L'entrée en EHPAD, un virage pour les familles
Un grand nombre d' entrée en maison de retraite se fait dans l'urgence, mettant tout le monde à mal. Or, une installation réussie dans ce nouveau lieu de vie dépend en grande partie de la sérénité dans laquelle elle se déroule et des relations qui s'établissent entre les aidants et l'institution. Anne-Claire Reveret, psychologue à l'EHPAD Les jardins de Coublevie, en Isère, précise : "La collaboration avec les familles permet de savoir qui est la personne accueillie, de connaître sa personnalité. Cette personne avait un relatif équilibre dans son maintien à domicile, que le placement en institution de santé vient bousculer. On pose toujours la question : comment ce placement s'est-il décidé ?"
Renouer le dialogue, pour le bien de toute la famille
"L’entrée en EHPAD peut être difficile à vivre pour les aidants familiaux, précise Françoise du Château. Cette période est chargée, elle évoque l'approche de la mort." C'est un moment où il est important de parler, avec le psychologue de l'EHPAD dont une partie du travail consiste à recevoir les familles, mais aussi avec ses frères et sœurs si le placement a créé des tensions. Il n'est pas trop tard pour renouer le dialogue. Chacun y trouvera des bénéfices, les enfants, mais aussi le parent qui commence une nouvelle étape de sa vie, la dernière, en maison de retraite.
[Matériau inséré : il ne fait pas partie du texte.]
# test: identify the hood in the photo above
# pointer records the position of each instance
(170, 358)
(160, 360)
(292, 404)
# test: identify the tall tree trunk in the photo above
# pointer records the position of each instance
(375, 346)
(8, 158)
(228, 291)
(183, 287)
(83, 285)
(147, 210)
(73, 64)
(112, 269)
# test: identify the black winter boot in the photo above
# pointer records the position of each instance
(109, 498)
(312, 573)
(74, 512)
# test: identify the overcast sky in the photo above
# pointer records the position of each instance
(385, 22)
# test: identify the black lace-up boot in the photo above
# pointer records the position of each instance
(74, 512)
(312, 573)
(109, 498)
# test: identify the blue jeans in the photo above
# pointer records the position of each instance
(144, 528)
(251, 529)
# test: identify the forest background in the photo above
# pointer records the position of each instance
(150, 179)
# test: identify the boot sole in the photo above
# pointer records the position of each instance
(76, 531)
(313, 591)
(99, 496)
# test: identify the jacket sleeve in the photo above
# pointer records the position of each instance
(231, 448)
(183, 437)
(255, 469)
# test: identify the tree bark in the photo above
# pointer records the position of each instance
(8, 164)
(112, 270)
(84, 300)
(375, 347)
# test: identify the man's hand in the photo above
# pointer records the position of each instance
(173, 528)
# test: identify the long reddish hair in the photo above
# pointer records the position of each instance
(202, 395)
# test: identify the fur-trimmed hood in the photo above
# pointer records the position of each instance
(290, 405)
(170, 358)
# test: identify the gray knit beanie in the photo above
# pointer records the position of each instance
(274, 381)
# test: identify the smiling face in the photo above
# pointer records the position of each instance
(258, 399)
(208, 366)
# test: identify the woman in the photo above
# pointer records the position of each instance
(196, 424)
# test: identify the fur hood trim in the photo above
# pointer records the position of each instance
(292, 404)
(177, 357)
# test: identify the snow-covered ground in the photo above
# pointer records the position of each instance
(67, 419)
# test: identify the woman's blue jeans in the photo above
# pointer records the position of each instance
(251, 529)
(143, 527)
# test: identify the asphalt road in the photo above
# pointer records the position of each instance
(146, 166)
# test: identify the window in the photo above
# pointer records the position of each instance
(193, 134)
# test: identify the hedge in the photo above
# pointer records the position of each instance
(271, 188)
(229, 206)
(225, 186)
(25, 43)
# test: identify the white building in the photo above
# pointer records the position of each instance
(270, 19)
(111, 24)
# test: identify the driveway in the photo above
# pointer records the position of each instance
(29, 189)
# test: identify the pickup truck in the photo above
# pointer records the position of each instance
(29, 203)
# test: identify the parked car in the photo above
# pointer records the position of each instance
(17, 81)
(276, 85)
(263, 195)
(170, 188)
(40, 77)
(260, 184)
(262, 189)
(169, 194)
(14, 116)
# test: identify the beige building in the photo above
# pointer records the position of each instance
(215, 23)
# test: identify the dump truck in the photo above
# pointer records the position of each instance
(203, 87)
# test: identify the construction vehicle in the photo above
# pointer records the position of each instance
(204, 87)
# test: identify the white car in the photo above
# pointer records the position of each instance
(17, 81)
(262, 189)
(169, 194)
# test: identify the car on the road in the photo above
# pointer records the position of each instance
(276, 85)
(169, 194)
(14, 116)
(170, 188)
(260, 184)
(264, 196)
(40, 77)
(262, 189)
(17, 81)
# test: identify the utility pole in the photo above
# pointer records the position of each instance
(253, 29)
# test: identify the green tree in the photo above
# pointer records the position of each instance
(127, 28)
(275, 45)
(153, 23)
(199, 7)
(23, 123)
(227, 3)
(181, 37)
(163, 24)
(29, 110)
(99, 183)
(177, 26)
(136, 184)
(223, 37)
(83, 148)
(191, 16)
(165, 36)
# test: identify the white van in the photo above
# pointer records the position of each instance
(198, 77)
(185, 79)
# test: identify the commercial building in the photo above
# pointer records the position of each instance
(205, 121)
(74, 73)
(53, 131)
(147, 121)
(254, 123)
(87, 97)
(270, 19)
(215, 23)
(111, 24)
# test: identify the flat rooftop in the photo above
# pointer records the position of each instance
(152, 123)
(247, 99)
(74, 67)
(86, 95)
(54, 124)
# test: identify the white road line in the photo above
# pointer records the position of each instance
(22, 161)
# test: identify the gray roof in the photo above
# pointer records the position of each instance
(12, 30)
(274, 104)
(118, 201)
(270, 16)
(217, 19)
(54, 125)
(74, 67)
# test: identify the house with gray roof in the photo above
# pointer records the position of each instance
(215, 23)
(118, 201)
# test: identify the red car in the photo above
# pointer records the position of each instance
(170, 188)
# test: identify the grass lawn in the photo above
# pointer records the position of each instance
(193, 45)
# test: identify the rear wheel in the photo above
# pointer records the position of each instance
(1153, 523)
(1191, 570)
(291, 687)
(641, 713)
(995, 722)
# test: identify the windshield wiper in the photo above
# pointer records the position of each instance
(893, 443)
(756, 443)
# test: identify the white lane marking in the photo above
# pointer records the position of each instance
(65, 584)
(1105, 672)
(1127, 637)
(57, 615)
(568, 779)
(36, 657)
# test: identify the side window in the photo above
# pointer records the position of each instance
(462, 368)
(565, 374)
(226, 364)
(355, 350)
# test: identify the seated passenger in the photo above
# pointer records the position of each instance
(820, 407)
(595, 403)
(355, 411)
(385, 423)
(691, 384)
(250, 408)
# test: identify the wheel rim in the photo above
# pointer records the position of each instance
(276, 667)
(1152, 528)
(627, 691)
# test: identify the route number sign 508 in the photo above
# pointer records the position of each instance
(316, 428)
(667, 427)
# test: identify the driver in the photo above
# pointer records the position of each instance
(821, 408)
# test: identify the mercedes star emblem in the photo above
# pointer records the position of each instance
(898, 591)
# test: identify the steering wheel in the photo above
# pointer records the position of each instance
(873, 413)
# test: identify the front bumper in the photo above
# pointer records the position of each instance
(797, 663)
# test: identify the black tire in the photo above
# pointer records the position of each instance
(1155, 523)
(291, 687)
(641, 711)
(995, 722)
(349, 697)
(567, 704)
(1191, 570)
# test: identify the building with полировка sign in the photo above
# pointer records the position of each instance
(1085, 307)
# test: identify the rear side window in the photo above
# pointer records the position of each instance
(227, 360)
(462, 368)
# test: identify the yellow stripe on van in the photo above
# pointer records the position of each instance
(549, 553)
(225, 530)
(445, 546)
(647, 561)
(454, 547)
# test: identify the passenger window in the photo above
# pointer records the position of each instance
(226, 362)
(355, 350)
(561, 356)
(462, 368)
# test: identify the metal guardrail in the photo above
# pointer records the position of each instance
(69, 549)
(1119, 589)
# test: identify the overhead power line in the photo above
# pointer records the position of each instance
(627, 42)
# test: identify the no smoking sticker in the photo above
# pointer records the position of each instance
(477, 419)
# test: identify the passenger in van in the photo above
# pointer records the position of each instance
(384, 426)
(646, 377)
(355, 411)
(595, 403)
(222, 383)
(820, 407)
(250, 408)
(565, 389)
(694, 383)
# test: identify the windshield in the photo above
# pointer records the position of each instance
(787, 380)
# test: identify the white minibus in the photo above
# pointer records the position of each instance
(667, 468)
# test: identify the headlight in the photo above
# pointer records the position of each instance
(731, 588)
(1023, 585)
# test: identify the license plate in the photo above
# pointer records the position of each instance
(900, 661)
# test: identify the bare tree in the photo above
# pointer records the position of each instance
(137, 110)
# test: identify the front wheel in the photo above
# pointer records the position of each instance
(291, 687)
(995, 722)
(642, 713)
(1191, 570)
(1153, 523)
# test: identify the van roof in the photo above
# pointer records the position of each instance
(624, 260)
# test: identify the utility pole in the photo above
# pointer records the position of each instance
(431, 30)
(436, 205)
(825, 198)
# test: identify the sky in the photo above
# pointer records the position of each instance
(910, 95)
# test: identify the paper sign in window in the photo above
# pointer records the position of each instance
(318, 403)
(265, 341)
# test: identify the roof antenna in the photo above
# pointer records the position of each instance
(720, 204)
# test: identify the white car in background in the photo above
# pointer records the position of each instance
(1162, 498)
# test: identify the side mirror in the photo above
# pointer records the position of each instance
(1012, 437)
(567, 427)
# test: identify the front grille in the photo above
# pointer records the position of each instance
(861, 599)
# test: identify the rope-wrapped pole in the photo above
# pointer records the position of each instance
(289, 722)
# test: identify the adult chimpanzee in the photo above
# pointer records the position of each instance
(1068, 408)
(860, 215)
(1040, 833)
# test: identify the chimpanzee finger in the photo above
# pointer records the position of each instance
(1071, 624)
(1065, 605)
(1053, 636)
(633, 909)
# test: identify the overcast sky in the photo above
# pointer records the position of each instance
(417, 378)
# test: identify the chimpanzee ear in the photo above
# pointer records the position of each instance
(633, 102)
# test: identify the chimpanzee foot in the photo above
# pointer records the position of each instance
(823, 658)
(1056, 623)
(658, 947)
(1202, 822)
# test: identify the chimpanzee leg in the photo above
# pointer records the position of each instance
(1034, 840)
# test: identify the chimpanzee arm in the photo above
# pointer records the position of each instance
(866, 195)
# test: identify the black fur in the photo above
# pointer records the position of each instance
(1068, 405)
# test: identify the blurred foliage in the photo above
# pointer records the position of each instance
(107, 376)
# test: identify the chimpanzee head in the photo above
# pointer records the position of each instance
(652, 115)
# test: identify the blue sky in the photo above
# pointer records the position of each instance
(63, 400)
Histoires d'argent, histoires de famille
Quand un parent devient dépendant, les questions d'argent s'invitent immanquablement : coût du maintien à domicile, procuration sur les comptes, mise sous tutelle en famille, paiement de l'EHPAD, vente de la maison de famille... Dans ces situations où les fratries doivent s'accorder, le conflit guette. Les questions d'argent renvoient chacun à sa situation financière, donc à sa réussite professionnelle, à ses choix de vie, à ses éventuels échecs, à la fierté qu'il ou elle aura pu susciter, ou non, chez l'un ou l'autre de ses parents. Rien de tel pour réveiller des jalousies anciennes, que l'on croyait enterrées.
La médiation familiale pour éviter la procédure judiciaire
Catherine était, quant à elle, à 62 ans, brouillée avec ses sœurs depuis le décès de leur mère. L'entrée de leur père en maison de retraite a mis au jour un trou dans ses comptes : "L'une de mes sœurs était tutrice de mon père, je n'étais pas d'accord avec ses décisions. J'ai été étonnée qu'il n'y ait pas assez d'argent pour payer l'EHPAD." Catherine a fait appel à un médiateur familial pour renouer le dialogue avec ses sœurs, qui avoueront avoir pioché dans les économies. "C'était très difficile pour moi d'être en mauvais termes avec mes sœurs à cause de la gestion des biens de papa, ajoute Catherine. Je savais qu'elles se servaient sur le compte et j'étais décidée à entamer une procédure judiciaire." Finalement, il n'y aura pas de procédure. La situation financière du père reste difficile, mais Catherine s'est apaisée parce que le dialogue a été renoué, et qu'elle a pu être entendue après avoir été mise à l'écart.